Improving the Way We Eat

Our ancestors pretty much had a universal eating schedule. Everyone ate breakfast, lunch and dinner at about the same time everyday. And, there wasn’t all the snacking between meals that we have nowadays. Families sat down together to share a relaxed home-cooked meal usually at breakfast and dinner. It was quality family time when they discussed the news of the day and interacted while eating the same kind of food. Because the nature of our bodies is to “rest and digest”, the body likes to be relaxed, inactive and in a peaceful environment when assimilating food. Proper assimilation of the nutrients in food is essential to health, and if we want this assimilation to take place, we need to be calmer when we sit down to meals.

Today, everyone has a different schedule and so individual meals happen at different times for different people, even within a family. Now kids eat prepackaged microwave dinners because both parents are working and have no time to prepare home-cooked meals. Dad grabs a burger and fries and Mom eats a salad when she gets time. Every food has a different energy so is it any wonder that the family has difficulty relating to each other later in the evening?
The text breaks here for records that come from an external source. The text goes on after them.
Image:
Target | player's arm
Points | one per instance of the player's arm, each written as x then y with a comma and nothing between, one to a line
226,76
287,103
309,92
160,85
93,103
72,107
Find your perfect schedule:
Time of day determines how well our bodies assimilate food. In India, Ayurvedic philosophy suggests that people eat their biggest meal in the middle of the day because it’s the best time for our bodies to take in and digest a large meal. This practice is very common for people in Europe also. Businesses close and everyone goes home to eat a meal with their family. The American culture is not geared for this, but it is possible for us to eat our larger meal in the middle of the day, just not together. However, you may feel better eating your larger meal in the evening, in which case, that’s what you should do. There is no ‘best’ way for everyone to eat; it’s an individual choice. Experiment with the size and timing of your meals and see how you feel after each. Your body will tell you what is best for you. One thing most health practitioners agree on is that you should avoid eating right before bed because digestion slows when we are sleeping.

Learn to relax:
Many Americans suffer from a wide range of digestive disorders, from acid reflux to irritable bowel syndrome and more. These conditions are connected not just to what we eat, but how we eat it. We eat on the run, at our desks, while watching TV or reading, during meetings, in the car or while playing video games. What most people don’t realize is that we absorb our surroundings as we eat and if these are stressful, we are not digesting our food properly. Also, we eat too fast and don’t realize when we’re full until we are overstuffed. This overeating in stressful conditions can lead to chronic health problems. Sharing meals with family in a relaxed atmosphere has a positive effect on everyone’s health, and also makes the family more cohesive. Whether you’re a single person or part of a family unit, try eating in a calmer, quieter, more loving atmosphere and notice the difference this makes in your energy and connection.

Chew, Chew, Chew:
Another change we can make to improve our eating is to chew our food thoroughly. Most of us inhale our food and use our forks like a shovel. We lose the enjoyment by barely tasting our food before we swallow it. Digestion actually begins with the chewing process. When the stomach has to do all the digesting, some food doesn’t get digested and this can cause bacteria overgrowth in the intestines. In addition, chewing also makes your food more enjoyable. The sweet flavor of plant foods is released only after they have been chewed thoroughly. Experiment by chewing each mouthful of food 20 times, thinking about and enjoying what you are eating, before you take another bite. Notice how you feel at the end of your meal.

Finally, visit your local farmers’ market. Talk to the farmers about where they come from and if the produce is organic. Bringing home local produce is a way to ensure that you are cooking and eating in season.